Sort lentils to make sure there are no rocks then rinse and drain.

Add the lentils and water in a medium pot and bring to a boil then reduce to medium-low and simmer.

Cook until just tender approx. 15 – 20 minutes, you don’t want them too soft or they will be mushy so check them at 15 minutes.

While the lentils are cooking start the vinaigrette.


Add mustard, tangerine juice, zest, salt and pepper to a medium bowl and whisk together.

Next whisk in the champagne vinegar, then slowly whisk in the olive oil.  Stir in the garlic and shallots.

The rest

When the lentils are done drain into a mesh colander and rinse with water to help them cool down.  Allow to cool to room temperature.

Stir in the dressing (I add the whole recipe because I like the extra flavor and I don’t mind the extra liquid.  If you want you can add less.)

Mince the garlic and add to lentils.

Cut the stalks off the fennel and cut in half then cut out the core and slice as thin as you can then add to lentils.

Cut bell pepper in half then cut out the core, dice and then add to lentils.

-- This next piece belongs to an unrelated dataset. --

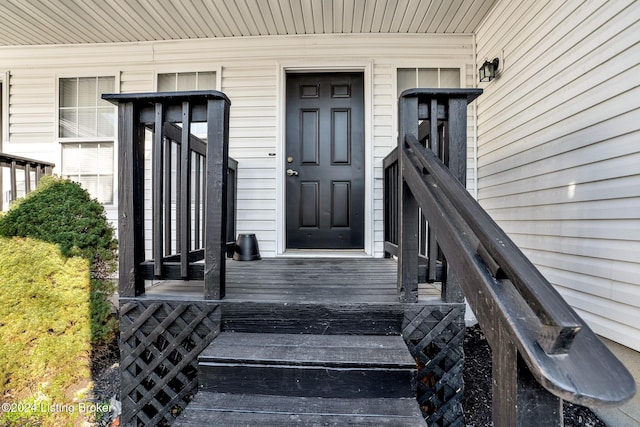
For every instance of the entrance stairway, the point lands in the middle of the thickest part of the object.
(286, 379)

Grate the asiago with the fine holes on a grater, add and stir all ingredients well. (optional)


Health Benefits: 

Lentils have very high levels of soluble fiber and a good amount of insoluble fiber, which is a very good source of cholesterol-lowering fiber helps stabilize blood sugar levels giving you a steady stream of energy.  A half-cup provides about a third of the daily requirements.  Not only is the fiber good for your heart the amount of folate and magnesium is very beneficial for cardiovascular health.  They are loaded with an impressive amount of blood-fortifying iron and when paired with a food containing vitamin C, like citrus fruits or peppers the iron is enhanced, which can also increase your energy.  They are also a good source of potassium, calcium, zinc, niacin and vitamin K.  They are truly a nutritional fountain of youth.

Fennel is a very good source of fiber that helps limit cholesterol build-up and helps to maintain healthy levels of cholesterol in the blood.  The fiber also helps remove carcinogens from the colon and it can eliminate constipation.  It contains the phytonutrient anethole, the main part of its volatile oil that has been shown to reduce inflammation and also helping prevent the occurrence of cancer.   It is also an excellent source of vitamin C, which is helpful for eye inflammation, and reduces premature aging and macular degeneration.  There are high levels of potassium in the fennel bulbs and seeds and can help increase brain function and cognitive abilities and it also increases the reach of oxygen to the brain.  The fronds above the fennel bulbs contain important vitamins, like pantothenic acid, vitamin B6, niacin, riboflavin, and thiamin.